Rainfall to the exact number of molecules is computable. Just hard. A quantum simulation of every protein folding and every electron energy level of every atom inside every cell of your brain on a classical computer is computable, in the Church-Turing sense, just with an exponential slowdown.
The busy beaver function, however, is actually un-computable.
You just compute the brains of a bunch of immortal mathematics. At which point it's "very difficult and expensive function to evaluate with absurdly large boundary conditions."
One of the most consequential aspects of the busy beaver game is that, if it were possible to compute the functions Σ(n) and S(n) for all n, then this would resolve all mathematical conjectures which can be encoded in the form "does ⟨this Turing machine⟩ halt".[5] For example, there is a 27-state Turing machine that checks Goldbach's conjecture for each number and halts on a counterexample; if this machine did not halt after running for S(27) steps, then it must run forever, resolving the conjecture.[5][7] Many other problems, including the Riemann hypothesis (744 states) and the consistency of ZF set theory (745 states[8][9]), can be expressed in a similar form, where at most a countably infinite number of cases need to be checked.[5]
"Uncomputable" has a very specific meaning, and the busy beaver function is one of those things, it is not merely "hard".
> You just compute the brains of a bunch of immortal mathematics. At which point it's "very difficult and expensive function to evaluate with absurdly large boundary conditions."
Humans are not magic, humans cannot solve it either, just as they cannot magically solve the halting problem for all inputs.
That humans come in various degrees of competence at this rather than an, ahem, boolean have/don't have; plus how we can already do a bad approximation of it, in a field whose rapid improvements hint that there is still a lot of low-hanging fruit, is a reason for techno-optimism.
Most long-term gamblers will tell you that the first games they played, they won. This is a real thing, yet we cannot apply it by making one bet and then stopping, because so are the probabilities being fair and un-biased.
What squares these two things is that most of the people who played and lost their first games, did not get addicted to gambling.
In more words, "of course it's stupid, it's as complex as a mid-sized rodent where we taught it purely by selective breeding on getting answers right while carefully preventing any mutations which made their brains any bigger".

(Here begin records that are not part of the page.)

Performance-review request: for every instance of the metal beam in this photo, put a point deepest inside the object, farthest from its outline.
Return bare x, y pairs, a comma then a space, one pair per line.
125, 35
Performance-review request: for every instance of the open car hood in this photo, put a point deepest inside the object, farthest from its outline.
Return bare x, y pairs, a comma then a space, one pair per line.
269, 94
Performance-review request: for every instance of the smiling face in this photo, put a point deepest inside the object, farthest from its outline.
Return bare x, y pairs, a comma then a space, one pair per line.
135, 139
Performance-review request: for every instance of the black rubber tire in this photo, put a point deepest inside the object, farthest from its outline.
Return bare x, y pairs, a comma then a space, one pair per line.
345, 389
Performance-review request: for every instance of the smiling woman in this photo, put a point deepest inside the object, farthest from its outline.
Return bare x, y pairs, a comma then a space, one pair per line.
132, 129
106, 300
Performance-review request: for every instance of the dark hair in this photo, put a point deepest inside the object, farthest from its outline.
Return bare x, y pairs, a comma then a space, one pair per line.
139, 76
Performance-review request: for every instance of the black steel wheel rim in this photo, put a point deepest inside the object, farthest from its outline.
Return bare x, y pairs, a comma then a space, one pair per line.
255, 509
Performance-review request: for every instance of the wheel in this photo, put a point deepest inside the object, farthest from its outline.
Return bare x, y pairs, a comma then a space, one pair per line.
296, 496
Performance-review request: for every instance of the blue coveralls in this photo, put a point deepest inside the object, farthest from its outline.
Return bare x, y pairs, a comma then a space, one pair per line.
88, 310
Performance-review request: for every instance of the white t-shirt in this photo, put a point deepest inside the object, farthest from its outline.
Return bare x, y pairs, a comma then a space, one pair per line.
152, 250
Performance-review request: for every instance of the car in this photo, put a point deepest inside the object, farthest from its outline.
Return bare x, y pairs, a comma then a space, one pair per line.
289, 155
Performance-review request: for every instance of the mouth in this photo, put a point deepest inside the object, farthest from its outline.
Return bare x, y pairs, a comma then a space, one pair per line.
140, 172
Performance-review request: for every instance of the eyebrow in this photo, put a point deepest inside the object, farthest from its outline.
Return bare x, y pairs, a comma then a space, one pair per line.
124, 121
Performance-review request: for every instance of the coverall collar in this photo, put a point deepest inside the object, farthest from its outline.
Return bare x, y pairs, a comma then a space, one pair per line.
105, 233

It's basically plotting the dots of all easily accessible written word to find your words, finding the words that are answers to your words and then charting a line through them no matter how scattered those points may be, and spitting that back out. It doesn't "know" anything nor is it reasoning even if the results are similar.
You have to come into it with the same "these people are only stupid and lack the experience to answer my questions despite thinking they do, they lack the world view to even process how I arrived at the parameters of my question(s)" apprehension like you would if asking reddit about some hazardous thing that would make them all screech. AI is the margarine to that butter.
It's a technology with potential to deliver great value, but there are limitations...
Not to put too fine a point on your metaphor, but the different training methods deployed by ChatGPT vs Claude, for example, changes that a bit regarding who did the “selective breeding”, arguably nurture vs nature, respectively
Also, "monopoly on violence" is deputised in a lot of ways, including "Stand Your Ground" laws, and "Castle doctrine" (which may or may not include a workplace), and what's allowed for trespass and if trespass includes not leaving when told to.
(And even when it's more of a first amendment issue than a fourth, there's also occasional news stories about people getting sued for leaving negative reviews of a business because the business snuck in a no-disparagement clause into the terms and conditions).